The detrimental problem resides not in the pace of development, but its prioritizing of a distorted image that projects only directly outward. This results in architectural designs of disparate facades and its spatial interior, urban designs of segregated classifications causing further exclusion of the old city in current development.
Qianmen Street is an exemplary of the contemporary Chinese mentality in its desperate search external display of identity. The practice of counterfeit architecture not only targets at western architecture that symbolizes capitalism and technology, nor their own traditional representatives, but the double projection of our own imagination of Chinese glamour in the foreigner’s mind.

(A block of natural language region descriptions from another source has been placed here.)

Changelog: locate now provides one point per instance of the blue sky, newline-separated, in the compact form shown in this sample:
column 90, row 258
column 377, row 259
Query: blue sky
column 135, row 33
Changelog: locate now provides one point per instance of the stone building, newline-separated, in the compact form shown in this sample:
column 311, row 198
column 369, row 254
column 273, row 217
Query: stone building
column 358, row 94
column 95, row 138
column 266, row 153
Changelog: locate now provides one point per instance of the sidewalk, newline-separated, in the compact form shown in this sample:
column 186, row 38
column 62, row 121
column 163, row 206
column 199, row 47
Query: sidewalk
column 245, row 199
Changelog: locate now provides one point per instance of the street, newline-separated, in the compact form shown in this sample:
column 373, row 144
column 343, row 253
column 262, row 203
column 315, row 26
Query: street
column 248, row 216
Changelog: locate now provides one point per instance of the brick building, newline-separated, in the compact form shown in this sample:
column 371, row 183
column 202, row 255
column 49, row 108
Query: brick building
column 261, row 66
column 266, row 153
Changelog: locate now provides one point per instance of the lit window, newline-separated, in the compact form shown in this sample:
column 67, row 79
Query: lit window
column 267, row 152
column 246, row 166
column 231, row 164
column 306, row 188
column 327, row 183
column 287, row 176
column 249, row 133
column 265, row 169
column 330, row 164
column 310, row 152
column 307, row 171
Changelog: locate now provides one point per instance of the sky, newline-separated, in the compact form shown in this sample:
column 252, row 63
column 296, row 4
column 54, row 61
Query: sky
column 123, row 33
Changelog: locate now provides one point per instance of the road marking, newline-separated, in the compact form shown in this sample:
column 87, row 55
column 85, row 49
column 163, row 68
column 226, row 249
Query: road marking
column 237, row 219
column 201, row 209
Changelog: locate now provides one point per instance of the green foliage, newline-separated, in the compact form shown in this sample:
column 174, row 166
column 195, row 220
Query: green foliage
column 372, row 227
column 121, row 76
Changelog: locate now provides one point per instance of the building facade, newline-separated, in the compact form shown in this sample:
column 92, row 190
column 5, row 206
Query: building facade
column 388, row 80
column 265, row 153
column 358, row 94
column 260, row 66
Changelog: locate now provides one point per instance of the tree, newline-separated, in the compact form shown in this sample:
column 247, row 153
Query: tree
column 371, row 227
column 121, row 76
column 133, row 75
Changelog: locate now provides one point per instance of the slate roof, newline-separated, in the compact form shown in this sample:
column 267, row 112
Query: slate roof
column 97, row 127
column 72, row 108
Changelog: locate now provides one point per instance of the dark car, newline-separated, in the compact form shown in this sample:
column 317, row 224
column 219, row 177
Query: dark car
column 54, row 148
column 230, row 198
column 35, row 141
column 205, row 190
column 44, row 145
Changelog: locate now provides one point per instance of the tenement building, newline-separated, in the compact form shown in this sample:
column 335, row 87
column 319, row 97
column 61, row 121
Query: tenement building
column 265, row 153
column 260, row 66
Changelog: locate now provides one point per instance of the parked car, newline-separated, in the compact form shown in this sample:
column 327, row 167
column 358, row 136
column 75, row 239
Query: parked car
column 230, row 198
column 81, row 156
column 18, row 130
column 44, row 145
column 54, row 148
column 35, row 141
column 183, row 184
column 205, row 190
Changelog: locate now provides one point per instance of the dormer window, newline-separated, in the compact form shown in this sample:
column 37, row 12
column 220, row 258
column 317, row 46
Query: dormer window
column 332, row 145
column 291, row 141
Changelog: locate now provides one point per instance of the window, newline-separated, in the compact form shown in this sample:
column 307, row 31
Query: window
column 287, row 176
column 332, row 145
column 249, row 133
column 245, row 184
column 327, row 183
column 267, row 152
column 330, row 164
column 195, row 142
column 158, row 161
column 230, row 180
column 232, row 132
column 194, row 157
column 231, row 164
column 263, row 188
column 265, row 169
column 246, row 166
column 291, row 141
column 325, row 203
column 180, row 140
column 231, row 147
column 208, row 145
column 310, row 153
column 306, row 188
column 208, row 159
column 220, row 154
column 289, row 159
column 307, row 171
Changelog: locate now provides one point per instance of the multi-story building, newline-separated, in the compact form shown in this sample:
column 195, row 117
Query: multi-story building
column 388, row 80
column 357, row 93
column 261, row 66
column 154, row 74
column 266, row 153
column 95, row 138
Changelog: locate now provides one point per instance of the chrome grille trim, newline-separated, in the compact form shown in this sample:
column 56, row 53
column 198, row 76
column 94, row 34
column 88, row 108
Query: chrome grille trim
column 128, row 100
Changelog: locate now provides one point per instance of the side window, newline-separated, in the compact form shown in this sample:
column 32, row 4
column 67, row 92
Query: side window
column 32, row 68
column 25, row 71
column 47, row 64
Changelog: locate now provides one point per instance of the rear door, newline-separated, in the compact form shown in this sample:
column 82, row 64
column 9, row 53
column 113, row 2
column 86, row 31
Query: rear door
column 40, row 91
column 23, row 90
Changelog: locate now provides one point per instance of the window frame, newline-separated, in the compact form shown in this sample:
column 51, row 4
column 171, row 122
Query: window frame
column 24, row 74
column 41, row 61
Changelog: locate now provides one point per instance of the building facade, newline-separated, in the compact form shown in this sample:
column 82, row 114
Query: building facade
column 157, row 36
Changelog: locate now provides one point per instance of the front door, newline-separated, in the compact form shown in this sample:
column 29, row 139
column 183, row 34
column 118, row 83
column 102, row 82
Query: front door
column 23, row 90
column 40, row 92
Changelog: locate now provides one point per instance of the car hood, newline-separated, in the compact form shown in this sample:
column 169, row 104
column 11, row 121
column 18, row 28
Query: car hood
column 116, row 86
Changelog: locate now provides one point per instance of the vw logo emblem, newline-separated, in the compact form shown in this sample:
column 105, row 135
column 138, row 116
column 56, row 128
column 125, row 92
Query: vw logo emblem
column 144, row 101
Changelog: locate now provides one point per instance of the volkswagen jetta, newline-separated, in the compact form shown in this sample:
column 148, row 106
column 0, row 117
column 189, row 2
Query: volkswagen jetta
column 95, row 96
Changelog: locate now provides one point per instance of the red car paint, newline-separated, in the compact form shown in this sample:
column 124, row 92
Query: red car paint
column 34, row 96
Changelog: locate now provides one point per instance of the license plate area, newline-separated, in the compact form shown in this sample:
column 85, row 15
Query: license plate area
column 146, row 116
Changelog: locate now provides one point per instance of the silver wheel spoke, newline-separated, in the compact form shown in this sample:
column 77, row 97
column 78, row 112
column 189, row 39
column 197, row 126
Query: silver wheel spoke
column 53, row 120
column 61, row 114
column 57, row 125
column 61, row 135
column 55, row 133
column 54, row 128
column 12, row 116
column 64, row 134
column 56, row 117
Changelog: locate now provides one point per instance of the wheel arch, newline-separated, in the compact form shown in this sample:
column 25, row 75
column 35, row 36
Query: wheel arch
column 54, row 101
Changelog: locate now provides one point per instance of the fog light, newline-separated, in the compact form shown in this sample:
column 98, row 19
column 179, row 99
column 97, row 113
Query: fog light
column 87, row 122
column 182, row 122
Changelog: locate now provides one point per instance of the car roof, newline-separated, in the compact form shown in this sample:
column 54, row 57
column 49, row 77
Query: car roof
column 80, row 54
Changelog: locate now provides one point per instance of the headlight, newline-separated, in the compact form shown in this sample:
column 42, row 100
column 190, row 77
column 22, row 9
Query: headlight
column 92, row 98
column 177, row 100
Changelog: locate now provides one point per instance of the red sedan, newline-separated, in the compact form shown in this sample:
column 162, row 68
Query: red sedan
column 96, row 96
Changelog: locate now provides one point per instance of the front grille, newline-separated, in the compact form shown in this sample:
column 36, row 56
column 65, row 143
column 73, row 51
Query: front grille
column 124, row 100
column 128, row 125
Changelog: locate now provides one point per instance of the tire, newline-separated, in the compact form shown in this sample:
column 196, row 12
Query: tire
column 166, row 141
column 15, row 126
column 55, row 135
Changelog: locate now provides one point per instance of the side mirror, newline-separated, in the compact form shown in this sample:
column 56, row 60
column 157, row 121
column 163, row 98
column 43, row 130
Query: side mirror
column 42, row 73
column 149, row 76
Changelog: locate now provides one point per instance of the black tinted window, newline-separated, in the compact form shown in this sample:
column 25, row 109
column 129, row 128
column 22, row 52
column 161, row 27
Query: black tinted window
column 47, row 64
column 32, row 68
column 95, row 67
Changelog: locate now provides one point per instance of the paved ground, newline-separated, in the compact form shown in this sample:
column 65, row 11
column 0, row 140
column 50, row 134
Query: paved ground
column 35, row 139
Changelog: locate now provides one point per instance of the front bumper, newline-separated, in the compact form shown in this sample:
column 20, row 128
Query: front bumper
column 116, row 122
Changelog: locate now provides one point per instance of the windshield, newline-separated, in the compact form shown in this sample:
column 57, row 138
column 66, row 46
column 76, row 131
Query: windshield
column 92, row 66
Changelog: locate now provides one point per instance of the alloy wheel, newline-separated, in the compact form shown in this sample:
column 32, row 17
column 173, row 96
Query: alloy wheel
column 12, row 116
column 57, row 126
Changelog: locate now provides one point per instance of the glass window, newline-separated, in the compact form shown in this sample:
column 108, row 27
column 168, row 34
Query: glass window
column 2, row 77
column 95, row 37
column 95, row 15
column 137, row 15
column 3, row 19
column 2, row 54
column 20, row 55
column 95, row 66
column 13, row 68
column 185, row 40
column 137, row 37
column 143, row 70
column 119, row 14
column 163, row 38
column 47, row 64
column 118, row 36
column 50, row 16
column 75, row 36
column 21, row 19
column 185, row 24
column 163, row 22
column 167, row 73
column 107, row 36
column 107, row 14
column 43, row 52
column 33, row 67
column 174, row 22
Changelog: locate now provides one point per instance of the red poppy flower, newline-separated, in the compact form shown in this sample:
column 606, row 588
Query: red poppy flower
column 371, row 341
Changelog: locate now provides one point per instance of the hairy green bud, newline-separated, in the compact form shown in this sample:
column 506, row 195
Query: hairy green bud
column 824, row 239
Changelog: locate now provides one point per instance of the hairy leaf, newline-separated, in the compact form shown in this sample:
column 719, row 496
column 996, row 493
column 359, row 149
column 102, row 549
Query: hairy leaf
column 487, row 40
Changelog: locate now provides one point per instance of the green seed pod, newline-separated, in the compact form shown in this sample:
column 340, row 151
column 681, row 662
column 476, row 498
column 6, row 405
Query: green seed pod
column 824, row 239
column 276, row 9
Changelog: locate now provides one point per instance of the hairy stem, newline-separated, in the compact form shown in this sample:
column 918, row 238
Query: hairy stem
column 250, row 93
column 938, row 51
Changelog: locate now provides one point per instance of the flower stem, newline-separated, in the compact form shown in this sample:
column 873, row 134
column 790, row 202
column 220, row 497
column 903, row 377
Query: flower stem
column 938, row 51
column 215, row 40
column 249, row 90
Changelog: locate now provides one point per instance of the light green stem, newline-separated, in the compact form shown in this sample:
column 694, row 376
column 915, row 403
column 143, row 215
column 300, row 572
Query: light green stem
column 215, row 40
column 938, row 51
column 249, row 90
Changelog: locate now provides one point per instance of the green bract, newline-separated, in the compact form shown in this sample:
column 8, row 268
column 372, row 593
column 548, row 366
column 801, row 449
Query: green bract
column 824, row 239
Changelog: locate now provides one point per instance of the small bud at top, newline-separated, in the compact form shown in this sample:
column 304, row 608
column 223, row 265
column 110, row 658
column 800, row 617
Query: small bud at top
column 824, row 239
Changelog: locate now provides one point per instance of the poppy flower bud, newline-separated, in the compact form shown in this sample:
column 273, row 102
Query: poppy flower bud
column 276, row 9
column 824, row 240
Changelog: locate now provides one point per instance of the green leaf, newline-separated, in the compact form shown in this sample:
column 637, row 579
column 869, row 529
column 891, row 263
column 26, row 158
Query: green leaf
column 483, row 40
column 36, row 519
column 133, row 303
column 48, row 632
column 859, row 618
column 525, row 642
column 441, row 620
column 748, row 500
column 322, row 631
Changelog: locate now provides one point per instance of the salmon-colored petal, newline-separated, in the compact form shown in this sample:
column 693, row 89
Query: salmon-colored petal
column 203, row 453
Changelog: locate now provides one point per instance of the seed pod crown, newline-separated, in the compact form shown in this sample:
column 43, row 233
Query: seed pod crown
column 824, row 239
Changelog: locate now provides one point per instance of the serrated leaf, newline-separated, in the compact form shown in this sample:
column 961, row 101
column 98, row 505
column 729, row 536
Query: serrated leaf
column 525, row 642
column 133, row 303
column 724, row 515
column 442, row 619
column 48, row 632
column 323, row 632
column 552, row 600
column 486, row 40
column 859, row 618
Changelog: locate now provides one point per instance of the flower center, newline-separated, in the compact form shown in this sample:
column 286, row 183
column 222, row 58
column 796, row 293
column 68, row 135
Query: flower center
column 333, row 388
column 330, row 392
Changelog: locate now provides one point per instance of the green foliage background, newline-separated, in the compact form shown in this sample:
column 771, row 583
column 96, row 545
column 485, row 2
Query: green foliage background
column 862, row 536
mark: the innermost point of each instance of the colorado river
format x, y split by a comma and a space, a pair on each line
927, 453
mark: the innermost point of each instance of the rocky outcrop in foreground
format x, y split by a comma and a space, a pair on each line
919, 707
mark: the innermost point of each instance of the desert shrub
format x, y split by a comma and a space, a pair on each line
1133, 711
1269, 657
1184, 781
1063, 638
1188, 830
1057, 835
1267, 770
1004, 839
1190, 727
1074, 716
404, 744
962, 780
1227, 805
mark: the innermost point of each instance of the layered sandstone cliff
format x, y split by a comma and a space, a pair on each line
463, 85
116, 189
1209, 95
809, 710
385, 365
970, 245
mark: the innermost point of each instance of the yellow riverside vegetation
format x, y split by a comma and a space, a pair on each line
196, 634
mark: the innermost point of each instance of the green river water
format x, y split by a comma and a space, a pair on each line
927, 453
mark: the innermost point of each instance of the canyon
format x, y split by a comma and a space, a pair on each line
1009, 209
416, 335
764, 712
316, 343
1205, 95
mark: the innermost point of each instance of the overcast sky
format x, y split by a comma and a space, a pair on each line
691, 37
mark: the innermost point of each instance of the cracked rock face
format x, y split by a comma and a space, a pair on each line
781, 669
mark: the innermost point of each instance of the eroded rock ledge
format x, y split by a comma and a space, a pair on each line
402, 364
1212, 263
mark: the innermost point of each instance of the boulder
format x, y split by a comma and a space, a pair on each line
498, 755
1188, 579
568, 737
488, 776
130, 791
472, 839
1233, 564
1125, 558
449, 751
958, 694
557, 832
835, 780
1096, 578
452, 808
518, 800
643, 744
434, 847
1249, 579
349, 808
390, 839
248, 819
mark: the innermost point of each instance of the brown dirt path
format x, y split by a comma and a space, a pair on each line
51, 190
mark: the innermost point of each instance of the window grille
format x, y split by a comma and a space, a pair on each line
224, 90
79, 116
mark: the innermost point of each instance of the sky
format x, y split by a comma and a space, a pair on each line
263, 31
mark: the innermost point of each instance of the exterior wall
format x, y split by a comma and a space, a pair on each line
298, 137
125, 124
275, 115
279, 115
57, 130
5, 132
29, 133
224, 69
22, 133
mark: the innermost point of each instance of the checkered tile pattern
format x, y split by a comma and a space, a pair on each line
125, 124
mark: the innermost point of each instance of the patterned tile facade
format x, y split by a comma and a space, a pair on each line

The value of Qianmen Street is solely dependent on the re-creation of its historical façade. As the above image suggests, even at the spot, some still chose to have their pictures taken in front of the Qianmen image printed on the construction partition, rather than the actual street. The functionality of Qianmen is perhaps no more than a same-size billboard, an undermined physical experience that is no different from the presentation of a rendered image. In the era of internet and information overflow, the mind only reacts to flashy images and the physical being is put into question. Archtiecturally speaking, the necessity of space is becoming less definite as technology surpasses physical distance. Skyscrapers will become excessive as people move work to home, as online shopping replaces malls, and renderings suggest reality. Do we accept space as replaceable, program interexchangeable?